Treatment	Total Soluble Solids (%Brix)	pH	Electrical Conductivity (mS·cm−1)	Firmness (kPa)
SCX824	7.0	4.5	4.05	1.44 b
Booster-1S	6.8	4.4	4.30	1.59 b
Goldbac-1S	7.2	4.5	3.98	1.87 a
SVT6258-1S	7.3	4.4	3.95	1.64 ab
Booster-2S	6.9	4.4	4.38	1.42 b
Goldbac-2S	7.4	4.5	4.50	1.54 b
SVT6258-2S	6.8	4.4	4.15	1.58 b
LSD 0.05	ns	ns	ns	0.2373

Values in a column followed by the same letter are not significantly different (p < 0.05), using Fisher’s protected t-test (n = 4); 1S = scion with 1 stem, 2S = scion with 2 stems; ns = non-significant.

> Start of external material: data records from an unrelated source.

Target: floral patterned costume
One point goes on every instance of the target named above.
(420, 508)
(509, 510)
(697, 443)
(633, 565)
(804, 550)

). Fruit firmness was significantly improved on the Goldbac rootstock with a scion of 1 stem, although not significantly different from the SVTX6258 rootstock with a scion of 1 stem (Table 10). This result agrees with those of Nkansah et al. [33], who observed that grafting tomatoes onto African eggplant significantly improved firmness. The influence of rootstocks on fruit firmness may be ascribed to a variation in cellular morphology, cell turgor, and chemical and mechanical properties of fruit cell walls as a result of increasing synthesis of endogenous hormones, changing water relationships, and the nutritional status of the scion [34].

4. Conclusions

The results show that tomato grafting on the Booster and Goldbac rootstocks with a scion of 2 stems had positive effects in improving the early harvest in a 40% white shade net structure and the marketable yield in a plastic tunnel, while the fruit mineral content of the tomatoes was significantly higher in both growth structures. The combined growing method and rootstock cultivar had a limited effect on fruit size. Fruit mass of the medium-sized fruits was greater on the Booster and Goldbac rootstocks with a scion of 2 stems in both the plastic tunnel and shade net structures. It is, therefore, recommended that the Booster and Goldbac rootstocks grafted with a scion of 2 stems at the nursery be recommended to tomato growers for early harvest, improved marketable yield, and fruit mineral content. More studies on plant density should be conducted to optimize the yield of grafted plants with a scion of 2 stems when grown in a plastic tunnel.